The night passed with an odd combination of remixed Christmas carols, grinding bodies, alcohol, and mistletoe. By the time Brian and Justin reached the loft again, it was nearly five in the morning. They opened the door and faced the battleground of their cookie dough fight (the event that they swore never to speak of again). Brian tried leading Justin by his hand to the bedroom, but Justin stopped at the kitchen counter.
“What do we do with all of the dough I made?” Justin asked.
Brian rubbed the back of his neck. “I’d suggest donating it to a homeless shelter, but even the homeless have taste buds.”
“Ha. Ha.”
Brian gave a shrug and suggested, “Give it to Hunter. After seeing the shit he eats at the diner, I doubt this would faze him.”
Justin chuckled, a little bit tipsy from the night’s celebrations. “Yes, and have Michael arrest me for poisoning his surrogate son.”
Brian managed to pull Justin away from the counter and get him moving toward the bedroom.
“Prison’s not so bad.
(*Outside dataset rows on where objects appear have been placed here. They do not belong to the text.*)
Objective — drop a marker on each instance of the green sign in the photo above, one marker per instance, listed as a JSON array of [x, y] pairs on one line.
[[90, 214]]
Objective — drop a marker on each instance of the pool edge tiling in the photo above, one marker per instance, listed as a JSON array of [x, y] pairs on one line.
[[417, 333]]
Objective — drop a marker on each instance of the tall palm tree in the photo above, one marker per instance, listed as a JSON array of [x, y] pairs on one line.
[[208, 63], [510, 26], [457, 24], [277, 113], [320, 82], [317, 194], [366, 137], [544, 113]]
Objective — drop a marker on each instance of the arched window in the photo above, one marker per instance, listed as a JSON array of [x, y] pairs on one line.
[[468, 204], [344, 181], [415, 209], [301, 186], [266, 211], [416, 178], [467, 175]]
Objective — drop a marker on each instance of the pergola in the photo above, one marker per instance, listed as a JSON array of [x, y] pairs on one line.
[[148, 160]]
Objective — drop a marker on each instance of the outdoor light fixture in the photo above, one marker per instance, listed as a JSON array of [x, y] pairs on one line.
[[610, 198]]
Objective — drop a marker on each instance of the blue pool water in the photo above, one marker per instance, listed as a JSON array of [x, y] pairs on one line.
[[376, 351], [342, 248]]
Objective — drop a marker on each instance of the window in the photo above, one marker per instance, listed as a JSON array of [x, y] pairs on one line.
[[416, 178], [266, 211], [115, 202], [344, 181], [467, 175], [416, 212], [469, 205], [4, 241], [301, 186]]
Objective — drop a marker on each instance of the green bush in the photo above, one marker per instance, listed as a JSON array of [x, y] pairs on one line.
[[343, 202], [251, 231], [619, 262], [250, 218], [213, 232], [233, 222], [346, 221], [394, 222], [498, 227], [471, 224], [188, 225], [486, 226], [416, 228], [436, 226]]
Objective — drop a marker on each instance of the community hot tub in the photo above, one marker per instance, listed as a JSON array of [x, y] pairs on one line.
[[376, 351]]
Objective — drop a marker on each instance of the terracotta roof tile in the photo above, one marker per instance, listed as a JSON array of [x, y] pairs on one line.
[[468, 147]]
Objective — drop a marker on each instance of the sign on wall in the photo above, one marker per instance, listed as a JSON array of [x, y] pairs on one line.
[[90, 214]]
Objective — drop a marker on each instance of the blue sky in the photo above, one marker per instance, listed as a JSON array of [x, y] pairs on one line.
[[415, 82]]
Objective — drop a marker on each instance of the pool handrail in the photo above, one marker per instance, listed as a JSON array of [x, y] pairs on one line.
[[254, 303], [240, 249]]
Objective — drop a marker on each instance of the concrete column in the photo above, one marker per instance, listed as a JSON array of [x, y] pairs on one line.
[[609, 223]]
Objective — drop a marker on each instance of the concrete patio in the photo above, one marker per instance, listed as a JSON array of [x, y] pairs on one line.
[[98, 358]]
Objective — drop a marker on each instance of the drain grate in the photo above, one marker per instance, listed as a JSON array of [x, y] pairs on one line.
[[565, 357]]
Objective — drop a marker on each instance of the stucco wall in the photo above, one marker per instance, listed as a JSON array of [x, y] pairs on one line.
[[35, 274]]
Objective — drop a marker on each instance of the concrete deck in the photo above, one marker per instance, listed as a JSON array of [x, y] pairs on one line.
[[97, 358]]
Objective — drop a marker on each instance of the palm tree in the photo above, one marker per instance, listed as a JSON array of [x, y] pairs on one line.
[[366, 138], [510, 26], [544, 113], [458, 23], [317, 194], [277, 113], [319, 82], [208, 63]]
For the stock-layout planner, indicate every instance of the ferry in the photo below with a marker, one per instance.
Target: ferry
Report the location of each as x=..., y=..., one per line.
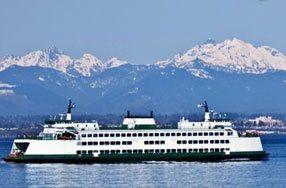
x=138, y=139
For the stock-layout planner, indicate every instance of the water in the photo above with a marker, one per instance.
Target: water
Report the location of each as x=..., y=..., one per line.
x=270, y=173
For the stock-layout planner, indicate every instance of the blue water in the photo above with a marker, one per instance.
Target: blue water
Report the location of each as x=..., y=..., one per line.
x=270, y=173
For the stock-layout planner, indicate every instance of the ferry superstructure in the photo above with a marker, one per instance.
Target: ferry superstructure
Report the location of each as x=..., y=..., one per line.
x=138, y=139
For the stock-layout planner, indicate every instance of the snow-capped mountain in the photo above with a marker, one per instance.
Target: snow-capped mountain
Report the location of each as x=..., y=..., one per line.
x=233, y=76
x=231, y=55
x=53, y=58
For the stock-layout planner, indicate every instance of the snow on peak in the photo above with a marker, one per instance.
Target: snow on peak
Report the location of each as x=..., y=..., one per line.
x=55, y=59
x=114, y=62
x=231, y=55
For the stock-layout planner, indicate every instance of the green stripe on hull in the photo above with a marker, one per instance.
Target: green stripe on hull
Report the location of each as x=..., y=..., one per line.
x=131, y=158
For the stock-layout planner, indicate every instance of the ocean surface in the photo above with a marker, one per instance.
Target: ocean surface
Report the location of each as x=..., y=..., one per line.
x=269, y=173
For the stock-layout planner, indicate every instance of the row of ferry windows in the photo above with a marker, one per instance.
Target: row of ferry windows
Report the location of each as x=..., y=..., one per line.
x=153, y=151
x=106, y=143
x=155, y=134
x=203, y=141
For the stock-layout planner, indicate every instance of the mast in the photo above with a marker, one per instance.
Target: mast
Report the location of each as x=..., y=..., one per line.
x=69, y=110
x=207, y=112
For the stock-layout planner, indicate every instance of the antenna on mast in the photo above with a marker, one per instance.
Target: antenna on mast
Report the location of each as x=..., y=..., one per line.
x=71, y=105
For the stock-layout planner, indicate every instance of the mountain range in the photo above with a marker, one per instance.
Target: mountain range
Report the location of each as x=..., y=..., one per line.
x=234, y=76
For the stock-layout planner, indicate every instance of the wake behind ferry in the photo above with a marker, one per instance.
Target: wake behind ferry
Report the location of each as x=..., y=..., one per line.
x=137, y=139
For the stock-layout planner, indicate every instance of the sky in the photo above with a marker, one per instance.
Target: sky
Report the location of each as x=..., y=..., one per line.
x=141, y=32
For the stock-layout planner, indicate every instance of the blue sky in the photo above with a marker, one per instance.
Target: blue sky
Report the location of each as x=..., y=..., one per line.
x=137, y=31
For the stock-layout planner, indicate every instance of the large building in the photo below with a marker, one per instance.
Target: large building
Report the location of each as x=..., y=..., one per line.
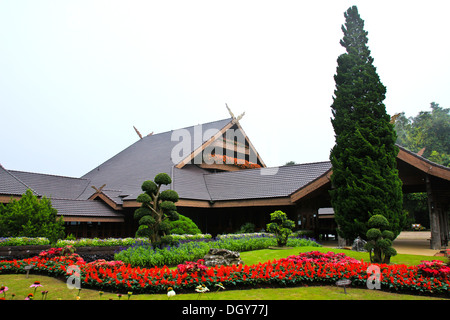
x=222, y=182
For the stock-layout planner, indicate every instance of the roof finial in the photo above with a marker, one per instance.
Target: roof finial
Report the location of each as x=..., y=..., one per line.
x=235, y=120
x=137, y=131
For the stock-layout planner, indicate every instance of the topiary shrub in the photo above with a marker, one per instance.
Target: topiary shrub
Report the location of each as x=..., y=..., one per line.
x=247, y=228
x=156, y=209
x=281, y=226
x=183, y=225
x=380, y=239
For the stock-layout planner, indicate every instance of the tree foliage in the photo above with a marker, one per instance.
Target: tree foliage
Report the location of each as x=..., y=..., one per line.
x=183, y=225
x=156, y=209
x=379, y=239
x=30, y=217
x=281, y=226
x=429, y=130
x=365, y=179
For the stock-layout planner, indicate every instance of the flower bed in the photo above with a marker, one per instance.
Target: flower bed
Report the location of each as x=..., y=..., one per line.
x=23, y=241
x=295, y=270
x=96, y=242
x=146, y=256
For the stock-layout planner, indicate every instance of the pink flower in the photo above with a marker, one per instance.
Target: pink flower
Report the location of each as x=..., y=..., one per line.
x=3, y=289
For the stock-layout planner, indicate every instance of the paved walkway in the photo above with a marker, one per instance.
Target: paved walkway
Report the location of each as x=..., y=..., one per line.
x=408, y=242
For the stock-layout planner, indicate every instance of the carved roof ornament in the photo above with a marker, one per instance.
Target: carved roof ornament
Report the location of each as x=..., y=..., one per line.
x=235, y=120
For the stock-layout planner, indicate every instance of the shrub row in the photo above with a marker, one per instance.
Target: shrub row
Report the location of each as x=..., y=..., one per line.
x=148, y=256
x=23, y=241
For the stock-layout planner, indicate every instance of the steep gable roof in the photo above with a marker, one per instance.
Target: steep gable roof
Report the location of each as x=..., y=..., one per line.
x=263, y=183
x=52, y=186
x=144, y=159
x=11, y=185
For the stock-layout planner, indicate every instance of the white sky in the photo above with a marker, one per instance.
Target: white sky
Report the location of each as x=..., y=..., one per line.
x=75, y=76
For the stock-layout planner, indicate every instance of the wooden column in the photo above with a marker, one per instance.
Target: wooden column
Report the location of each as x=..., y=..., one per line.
x=435, y=242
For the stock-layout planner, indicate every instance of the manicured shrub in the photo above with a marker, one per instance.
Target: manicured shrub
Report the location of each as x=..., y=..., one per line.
x=379, y=242
x=156, y=208
x=281, y=226
x=183, y=225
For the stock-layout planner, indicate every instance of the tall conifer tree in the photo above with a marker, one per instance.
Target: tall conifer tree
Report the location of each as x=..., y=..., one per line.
x=365, y=179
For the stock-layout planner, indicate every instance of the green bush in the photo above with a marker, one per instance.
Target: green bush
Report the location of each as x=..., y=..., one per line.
x=247, y=228
x=23, y=241
x=281, y=226
x=183, y=225
x=379, y=244
x=157, y=255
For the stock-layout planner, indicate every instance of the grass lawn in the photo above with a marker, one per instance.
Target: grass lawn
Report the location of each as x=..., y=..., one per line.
x=57, y=289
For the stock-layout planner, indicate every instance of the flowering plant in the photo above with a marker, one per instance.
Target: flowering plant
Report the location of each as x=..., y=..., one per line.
x=100, y=263
x=319, y=257
x=191, y=267
x=435, y=268
x=312, y=267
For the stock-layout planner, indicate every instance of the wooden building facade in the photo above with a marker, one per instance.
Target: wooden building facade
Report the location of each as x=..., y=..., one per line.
x=222, y=182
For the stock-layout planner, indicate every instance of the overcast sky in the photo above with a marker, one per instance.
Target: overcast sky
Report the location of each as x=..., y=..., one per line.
x=76, y=76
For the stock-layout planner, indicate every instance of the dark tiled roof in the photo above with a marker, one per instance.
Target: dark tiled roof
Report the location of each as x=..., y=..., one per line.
x=263, y=183
x=54, y=187
x=189, y=183
x=143, y=160
x=84, y=208
x=11, y=185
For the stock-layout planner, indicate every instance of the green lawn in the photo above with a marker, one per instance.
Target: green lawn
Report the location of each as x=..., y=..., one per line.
x=19, y=284
x=253, y=257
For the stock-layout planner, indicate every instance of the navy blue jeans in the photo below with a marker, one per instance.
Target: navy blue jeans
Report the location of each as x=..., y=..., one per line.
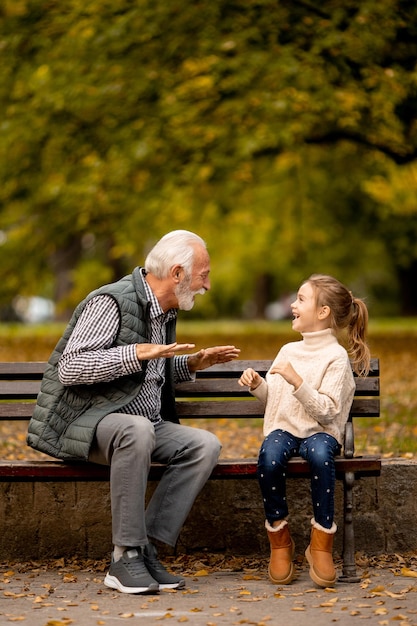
x=319, y=450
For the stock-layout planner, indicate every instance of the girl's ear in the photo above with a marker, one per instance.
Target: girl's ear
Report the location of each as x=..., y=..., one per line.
x=324, y=312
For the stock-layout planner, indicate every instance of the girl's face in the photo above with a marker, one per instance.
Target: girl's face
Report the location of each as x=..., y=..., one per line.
x=307, y=316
All of those handcuffs and communal showers . . . I could have phone sex with a convicted criminal, it’d be hot.” Brian said, raising an eyebrow in Justin’s direction and pressing Justin further back toward the bed. The backs of Justin’s knees hit the mattress and he started to tip backward, onto the cushions and blankets behind him.
Justin objected, “If I’m going down, I’m taking you down with me.”
As if to emphasize his point, Justin clung onto Brian’s neck and fell onto the bed. He pulled Brian down to his level.
“Mmm,” Brian groaned as their hips aligned. “You mentioned going down?”
“Yes,” Justin laughed, “but we need some sleep . . . especially if we’re going to be spending our nights in jail. I’ll tell them you were an accessory to the crime.”
Brian nipped at his ear. “Partners in crime.”
It had been an innocent enough slip (probably caused by alcohol and exhaustion), but Justin latched onto it. Pulling the duvet up around them, Justin repeated softly, “Partners?”
Brian didn’t respond, but he gently nuzzled Justin’s hair with his nose and slipped an arm beneath Justin’s body. Justin let the phrase twist around in his mind and decided that he liked it. Partners. Brian was out of it and would probably forget his slip by sunrise. Justin made a mental note to remind Brian someday that there was a word for their previously undefined relationship. Knowing Brian, it was probably better to bring up an idea like that after Justin received his Christmas present, whatever it was. Maybe after the holidays, they could . . . maybe they could . . .
Sleep tugged at Justin’s consciousness, and he was too tired to resist. Brian shifted onto his side and spooned up against Justin. Their limbs were heavy from dancing and the effects of alcohol, but they somehow managed to entwine them. The couple lay together in a content silence and drifted slowly to sleep while listening to each other’s steady heartbeat.